Wednesday, November 14, 2012

Pengusaha tambang ancam gugat Jero Wacik

Pengusaha tambang ancam gugat Jero Wacik
Foto: Jero Wacik ©2012 Okesharezone
Reporter: Riwanto Hariwijaya

Setelah menang di tingkat Mahkamah Agung dan membuat beberapa pasal di Peraturan Menteri ESDM Nomor 7 tahun 2012 dicabut, pengusaha tambang mengaku tengah membidik Menteri Energi dan Sumber Daya Mineral (ESDM) Jero Wacik.

Alasannya, mantan Menteri Pariwisata itu dinilai sebagai orang yang paling bertanggung jawab atas penerapan permen ini yang merugikan pengusaha.Kamar Dagang dan Industri (Kadin) beserta gabungan asosiasi tambang bersiap membahas kerugian akibat larangan ekspor bahan tambang mentah, pekan depan.

Jika nominal kerugian dirasa besar, kalangan pengusaha mengaku tak segan melakukan gugatan perdata kepada Jero Wacik.Ketua Bidang Perdagangan, Distribusi, dan Logistik Kadin Natsyir Mansyur menilai gugatan itu sesuatu yang wajar. Sebab, selama ini pemerintah membuat peraturan tanpa melibatkan pengusaha.

"Gugatan perdata kepada Menteri ESDM normal saja. Ini supaya pemerintah jangan seenak jidat saja bikin peraturan. Kerugian itu bukan pemerintah yang tanggung, tapi pengusaha. Kalau Jero Wacik mau bayar (kerugian) itu tidak masalah," ujar Natsyir di kantornya, Jakarta Selatan, Rabu (14/11).

Menurut pengusaha, meski sudah ada permen nomor 11/2012 yang mengizinkan ekspor bahan tambang mentah dengan syarat khusus, saat pertama kali permen nomor 7 ditetapkan Mei lalu, ekspor sama sekali berhenti. Bahkan, setelah bisa mengekspor pada dua bulan terakhir, pengusaha merasa terbebani karena harus beberapa kali mengurus sertifikat izin usaha clean and clear (CNC).

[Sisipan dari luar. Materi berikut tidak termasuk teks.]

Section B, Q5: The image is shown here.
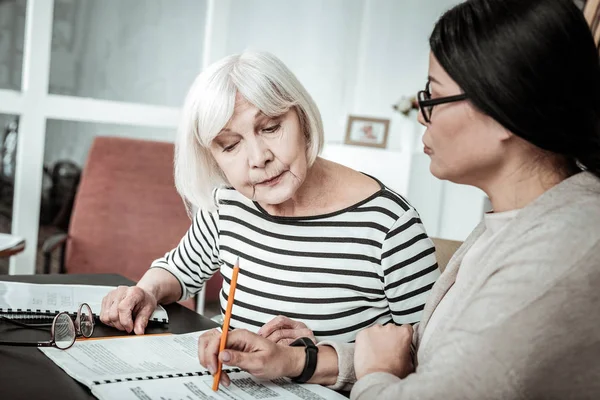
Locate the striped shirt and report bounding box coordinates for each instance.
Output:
[151,183,439,342]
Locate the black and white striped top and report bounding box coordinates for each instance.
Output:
[152,184,439,342]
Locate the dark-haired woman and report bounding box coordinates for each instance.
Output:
[200,0,600,400]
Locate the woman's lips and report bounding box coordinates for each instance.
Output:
[259,172,284,186]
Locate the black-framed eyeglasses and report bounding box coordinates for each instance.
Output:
[0,303,94,350]
[417,82,468,124]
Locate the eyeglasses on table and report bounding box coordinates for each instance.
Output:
[0,303,94,350]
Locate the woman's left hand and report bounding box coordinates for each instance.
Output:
[354,324,415,379]
[198,329,306,386]
[257,315,317,346]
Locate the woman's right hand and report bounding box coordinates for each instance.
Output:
[100,286,157,335]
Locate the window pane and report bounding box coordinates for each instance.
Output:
[36,120,176,273]
[0,0,27,90]
[0,114,19,274]
[49,0,206,107]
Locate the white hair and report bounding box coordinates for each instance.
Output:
[175,51,323,212]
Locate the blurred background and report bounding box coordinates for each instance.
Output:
[0,0,585,273]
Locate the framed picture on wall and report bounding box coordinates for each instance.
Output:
[344,115,390,149]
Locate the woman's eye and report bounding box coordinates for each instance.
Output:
[262,124,281,133]
[223,142,239,153]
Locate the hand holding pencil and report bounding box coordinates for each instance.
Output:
[212,257,240,392]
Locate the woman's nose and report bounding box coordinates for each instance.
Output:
[248,138,273,168]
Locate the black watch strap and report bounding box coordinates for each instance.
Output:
[290,337,319,383]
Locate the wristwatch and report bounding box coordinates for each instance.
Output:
[290,337,319,383]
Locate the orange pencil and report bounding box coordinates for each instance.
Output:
[213,257,240,392]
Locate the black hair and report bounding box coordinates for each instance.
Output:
[429,0,600,177]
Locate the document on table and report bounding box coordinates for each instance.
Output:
[40,331,345,400]
[0,281,169,322]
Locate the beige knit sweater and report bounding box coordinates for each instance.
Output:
[320,172,600,400]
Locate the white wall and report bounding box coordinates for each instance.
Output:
[44,0,206,166]
[0,0,481,266]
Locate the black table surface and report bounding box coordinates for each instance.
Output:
[0,274,217,400]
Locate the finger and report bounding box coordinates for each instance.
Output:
[275,339,296,346]
[107,302,125,331]
[257,315,294,337]
[198,329,221,374]
[117,291,143,333]
[267,328,313,343]
[219,329,273,374]
[220,371,231,387]
[219,349,262,374]
[133,302,154,335]
[204,329,221,374]
[100,289,117,325]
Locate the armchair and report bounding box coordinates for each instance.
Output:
[42,137,222,308]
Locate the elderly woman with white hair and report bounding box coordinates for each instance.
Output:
[100,52,439,343]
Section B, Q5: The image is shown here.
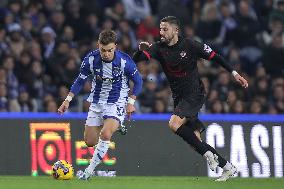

Natsyir mengklaim kerugian pengusaha mencapai triliunan rupiah. Dari perkiraan Asosiasi Nikel Indonesia (ANI) yang menggugat permen no.7/2012, angka kerugian ditaksir Rp 6-7 triliun.

"Itu baru nikel saja, belum tembaga, besi, mangan," cetusnya.

Gabungan asosiasi tambang dan Kadin sepakat mendata dulu kerugian per komoditi bahan mentah yang tidak bisa terekspor enam bulan terakhir. Natsyir menambahkan, format gugatan hampir pasti perdata ke Pengadilan Tata Usaha Negara.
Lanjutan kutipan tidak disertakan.